The first argument is the name of the font family (e.g. 'Helvetica'). The second argument is the path to the font files in the theme folder (prefixed by four double-dots to escape the mixin path), excluding file extension. The third arguments is the font weight (normal, bold, 400, 600, etc). The fourth argument is the style (normal/italic).

The statement must be given in the styles.scss file outside the .mytheme {} block, after @import "mytheme.scss" or in a separate stylesheet imported there.

We recommend placing custom font files under a fonts folder in a theme.

Not all browsers support any single font file format, so the base name is appended with .ttf, .eot, .woff, or .svg suffix for the font file suitable for a user’s browser. It is recommended to provide the font in all four formats to support all browsers.

Loading Web Fonts

You can load externally served web fonts such as Google Fonts simply by specifying the loading stylesheet for the UI with the @StyleSheet annotation.
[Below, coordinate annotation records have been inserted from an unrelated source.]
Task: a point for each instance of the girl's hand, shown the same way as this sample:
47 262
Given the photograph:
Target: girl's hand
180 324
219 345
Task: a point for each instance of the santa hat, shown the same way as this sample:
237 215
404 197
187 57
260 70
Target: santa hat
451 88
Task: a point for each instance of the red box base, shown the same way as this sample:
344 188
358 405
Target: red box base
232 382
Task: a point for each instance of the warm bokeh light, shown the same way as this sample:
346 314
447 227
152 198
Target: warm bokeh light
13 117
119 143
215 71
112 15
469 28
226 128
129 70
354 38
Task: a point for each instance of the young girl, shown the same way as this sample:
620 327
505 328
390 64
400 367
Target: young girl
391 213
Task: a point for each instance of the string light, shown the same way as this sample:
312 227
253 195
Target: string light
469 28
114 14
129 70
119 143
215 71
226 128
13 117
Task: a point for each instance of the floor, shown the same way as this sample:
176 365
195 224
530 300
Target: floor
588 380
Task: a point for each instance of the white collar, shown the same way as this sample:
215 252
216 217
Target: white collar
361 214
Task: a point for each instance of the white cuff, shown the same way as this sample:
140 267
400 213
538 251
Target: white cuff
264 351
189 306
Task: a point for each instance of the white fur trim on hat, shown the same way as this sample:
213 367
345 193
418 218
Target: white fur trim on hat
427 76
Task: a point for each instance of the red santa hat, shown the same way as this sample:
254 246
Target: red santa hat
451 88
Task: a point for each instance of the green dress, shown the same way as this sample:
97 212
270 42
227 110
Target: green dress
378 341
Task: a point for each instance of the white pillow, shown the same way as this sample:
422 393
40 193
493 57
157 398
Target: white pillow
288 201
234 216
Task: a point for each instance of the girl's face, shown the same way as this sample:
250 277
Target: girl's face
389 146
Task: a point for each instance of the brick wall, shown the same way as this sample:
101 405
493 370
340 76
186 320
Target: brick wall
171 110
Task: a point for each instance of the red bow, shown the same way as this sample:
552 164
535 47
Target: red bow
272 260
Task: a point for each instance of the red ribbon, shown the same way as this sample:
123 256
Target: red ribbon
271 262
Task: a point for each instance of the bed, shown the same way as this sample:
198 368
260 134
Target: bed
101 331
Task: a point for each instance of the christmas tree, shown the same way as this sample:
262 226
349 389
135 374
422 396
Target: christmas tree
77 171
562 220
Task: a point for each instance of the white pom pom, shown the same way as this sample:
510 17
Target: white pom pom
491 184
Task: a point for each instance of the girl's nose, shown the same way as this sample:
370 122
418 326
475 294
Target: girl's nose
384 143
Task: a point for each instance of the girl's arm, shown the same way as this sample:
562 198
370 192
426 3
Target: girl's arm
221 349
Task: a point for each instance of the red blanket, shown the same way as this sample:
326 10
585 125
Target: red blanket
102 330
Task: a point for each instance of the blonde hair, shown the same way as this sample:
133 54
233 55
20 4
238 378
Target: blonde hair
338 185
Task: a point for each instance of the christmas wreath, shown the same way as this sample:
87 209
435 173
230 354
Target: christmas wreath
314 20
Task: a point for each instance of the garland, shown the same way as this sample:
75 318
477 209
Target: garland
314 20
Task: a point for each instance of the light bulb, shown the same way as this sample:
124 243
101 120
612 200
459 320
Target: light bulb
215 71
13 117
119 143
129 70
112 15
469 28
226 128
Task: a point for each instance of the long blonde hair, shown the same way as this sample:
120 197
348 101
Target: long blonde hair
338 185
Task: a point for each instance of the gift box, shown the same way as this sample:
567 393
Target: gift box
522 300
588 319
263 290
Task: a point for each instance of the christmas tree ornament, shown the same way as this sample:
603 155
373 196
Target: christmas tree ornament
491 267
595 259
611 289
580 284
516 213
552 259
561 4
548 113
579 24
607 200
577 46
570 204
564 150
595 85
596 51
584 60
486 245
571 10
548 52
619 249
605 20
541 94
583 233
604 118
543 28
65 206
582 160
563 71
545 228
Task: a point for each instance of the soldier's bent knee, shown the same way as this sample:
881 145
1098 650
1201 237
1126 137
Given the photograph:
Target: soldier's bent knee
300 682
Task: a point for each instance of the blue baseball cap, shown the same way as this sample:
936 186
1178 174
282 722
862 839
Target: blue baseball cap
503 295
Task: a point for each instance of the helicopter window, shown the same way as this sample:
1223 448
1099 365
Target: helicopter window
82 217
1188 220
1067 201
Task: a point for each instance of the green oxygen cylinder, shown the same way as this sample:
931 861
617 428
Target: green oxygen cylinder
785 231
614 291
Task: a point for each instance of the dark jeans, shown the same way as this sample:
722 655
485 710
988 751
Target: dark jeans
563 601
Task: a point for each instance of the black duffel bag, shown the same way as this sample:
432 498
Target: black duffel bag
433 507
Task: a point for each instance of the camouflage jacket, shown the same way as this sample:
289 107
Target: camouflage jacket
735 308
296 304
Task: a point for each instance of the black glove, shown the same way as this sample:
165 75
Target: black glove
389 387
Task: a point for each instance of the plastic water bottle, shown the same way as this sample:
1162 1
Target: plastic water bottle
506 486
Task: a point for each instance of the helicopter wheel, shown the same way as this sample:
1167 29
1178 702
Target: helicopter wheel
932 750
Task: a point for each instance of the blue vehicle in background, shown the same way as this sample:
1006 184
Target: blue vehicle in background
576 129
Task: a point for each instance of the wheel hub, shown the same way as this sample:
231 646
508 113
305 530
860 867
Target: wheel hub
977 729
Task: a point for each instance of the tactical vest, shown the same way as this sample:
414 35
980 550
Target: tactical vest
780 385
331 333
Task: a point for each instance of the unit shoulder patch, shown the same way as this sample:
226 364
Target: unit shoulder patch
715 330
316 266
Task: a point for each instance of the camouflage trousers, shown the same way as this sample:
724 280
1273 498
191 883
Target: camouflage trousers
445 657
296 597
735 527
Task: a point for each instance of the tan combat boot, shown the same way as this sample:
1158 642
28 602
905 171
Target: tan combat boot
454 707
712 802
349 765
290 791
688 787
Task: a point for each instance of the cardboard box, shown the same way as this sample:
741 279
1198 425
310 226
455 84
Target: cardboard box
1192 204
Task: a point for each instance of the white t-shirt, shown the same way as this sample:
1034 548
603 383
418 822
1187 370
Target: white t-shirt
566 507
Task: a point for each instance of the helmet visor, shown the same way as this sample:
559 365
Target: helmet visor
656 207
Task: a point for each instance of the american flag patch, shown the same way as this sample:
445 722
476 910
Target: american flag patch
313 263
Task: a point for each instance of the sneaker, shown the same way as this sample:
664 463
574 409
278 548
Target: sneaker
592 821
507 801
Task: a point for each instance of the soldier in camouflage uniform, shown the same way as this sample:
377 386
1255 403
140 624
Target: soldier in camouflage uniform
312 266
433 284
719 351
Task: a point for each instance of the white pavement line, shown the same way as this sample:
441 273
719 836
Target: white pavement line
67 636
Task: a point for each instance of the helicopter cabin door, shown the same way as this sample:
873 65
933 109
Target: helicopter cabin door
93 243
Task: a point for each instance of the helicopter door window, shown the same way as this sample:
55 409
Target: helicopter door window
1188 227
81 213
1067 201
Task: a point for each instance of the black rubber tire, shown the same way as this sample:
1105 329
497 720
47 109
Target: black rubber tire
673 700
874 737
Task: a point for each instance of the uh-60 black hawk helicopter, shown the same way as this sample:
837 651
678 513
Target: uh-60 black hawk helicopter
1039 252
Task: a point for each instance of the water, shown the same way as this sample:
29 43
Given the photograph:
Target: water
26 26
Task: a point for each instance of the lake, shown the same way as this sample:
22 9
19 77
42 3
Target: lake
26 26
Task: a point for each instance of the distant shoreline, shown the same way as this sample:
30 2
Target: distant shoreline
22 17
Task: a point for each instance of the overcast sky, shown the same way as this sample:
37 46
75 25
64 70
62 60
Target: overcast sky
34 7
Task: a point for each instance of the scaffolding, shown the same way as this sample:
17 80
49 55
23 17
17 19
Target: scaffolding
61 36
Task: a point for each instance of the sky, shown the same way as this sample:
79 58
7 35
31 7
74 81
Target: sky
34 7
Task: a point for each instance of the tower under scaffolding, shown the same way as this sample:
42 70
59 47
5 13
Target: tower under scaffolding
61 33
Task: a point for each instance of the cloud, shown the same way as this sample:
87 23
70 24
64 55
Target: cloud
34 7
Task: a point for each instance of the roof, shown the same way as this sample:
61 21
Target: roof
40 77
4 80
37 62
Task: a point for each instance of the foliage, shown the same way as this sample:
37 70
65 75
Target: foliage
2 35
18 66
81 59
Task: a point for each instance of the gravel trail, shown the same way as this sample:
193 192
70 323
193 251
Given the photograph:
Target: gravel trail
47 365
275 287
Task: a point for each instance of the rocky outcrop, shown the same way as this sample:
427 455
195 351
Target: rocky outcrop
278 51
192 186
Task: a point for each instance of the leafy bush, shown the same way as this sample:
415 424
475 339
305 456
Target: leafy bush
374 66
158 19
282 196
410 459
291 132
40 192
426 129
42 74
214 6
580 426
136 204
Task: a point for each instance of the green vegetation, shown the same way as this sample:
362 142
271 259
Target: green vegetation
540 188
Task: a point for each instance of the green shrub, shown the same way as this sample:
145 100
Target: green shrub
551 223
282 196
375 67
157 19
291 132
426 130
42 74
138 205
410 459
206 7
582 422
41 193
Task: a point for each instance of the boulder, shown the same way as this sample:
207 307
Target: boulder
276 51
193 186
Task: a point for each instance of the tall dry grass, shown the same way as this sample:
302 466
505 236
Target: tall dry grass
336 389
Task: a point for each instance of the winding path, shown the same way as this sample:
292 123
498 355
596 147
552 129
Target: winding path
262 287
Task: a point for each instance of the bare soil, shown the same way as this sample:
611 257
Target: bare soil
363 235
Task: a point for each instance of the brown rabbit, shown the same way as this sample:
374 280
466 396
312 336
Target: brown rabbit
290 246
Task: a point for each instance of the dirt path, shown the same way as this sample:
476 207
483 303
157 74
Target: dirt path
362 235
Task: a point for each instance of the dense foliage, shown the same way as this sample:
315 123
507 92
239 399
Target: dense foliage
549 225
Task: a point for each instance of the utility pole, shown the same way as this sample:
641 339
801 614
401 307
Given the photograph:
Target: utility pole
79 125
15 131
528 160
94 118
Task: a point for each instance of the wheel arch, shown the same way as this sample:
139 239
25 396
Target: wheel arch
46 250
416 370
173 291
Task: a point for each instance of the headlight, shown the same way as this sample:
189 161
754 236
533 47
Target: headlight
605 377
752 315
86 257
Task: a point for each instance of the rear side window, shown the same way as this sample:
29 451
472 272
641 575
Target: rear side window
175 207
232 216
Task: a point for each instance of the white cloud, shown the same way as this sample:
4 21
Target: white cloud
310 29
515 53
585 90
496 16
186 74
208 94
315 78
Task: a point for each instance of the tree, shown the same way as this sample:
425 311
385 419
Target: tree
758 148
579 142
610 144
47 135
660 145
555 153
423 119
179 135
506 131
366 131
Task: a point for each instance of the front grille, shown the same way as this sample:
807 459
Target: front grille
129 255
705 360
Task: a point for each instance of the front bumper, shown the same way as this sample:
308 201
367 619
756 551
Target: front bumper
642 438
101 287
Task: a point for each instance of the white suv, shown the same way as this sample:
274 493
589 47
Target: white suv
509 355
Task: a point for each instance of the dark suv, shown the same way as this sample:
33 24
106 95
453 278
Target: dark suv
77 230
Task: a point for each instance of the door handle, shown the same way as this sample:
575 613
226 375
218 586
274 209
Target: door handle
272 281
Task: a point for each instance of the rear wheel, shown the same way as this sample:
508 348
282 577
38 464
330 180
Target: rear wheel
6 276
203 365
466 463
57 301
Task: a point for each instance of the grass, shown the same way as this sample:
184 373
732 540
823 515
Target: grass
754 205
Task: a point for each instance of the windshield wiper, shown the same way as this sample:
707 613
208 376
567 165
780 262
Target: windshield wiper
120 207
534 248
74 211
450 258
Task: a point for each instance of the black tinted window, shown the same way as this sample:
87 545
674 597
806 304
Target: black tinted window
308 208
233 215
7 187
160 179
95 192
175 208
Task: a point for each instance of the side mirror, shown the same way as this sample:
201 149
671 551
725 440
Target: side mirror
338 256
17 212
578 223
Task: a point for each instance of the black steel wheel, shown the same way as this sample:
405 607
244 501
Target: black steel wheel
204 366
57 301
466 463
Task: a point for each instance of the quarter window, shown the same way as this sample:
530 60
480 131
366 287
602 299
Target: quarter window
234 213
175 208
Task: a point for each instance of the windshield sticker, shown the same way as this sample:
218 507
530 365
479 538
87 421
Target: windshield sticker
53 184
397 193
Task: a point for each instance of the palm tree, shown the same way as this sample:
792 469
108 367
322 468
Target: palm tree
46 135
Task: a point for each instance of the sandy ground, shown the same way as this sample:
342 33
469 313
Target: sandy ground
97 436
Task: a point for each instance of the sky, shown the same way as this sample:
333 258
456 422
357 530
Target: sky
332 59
For example, to load the "Cabin Sketch" font from Google Fonts:

@StyleSheet({"http://fonts.googleapis.com/css?family=Cabin+Sketch"})
public class MyUI extends UI {
    …​

Using Custom Fonts

After loaded, you can use a custom font, or actually font family, by its name in CSS and otherwise.

.mystyle {
    font-family: MyFontFamily;
}

If the font family name contains spaces, you need to use single or double quotes around the name.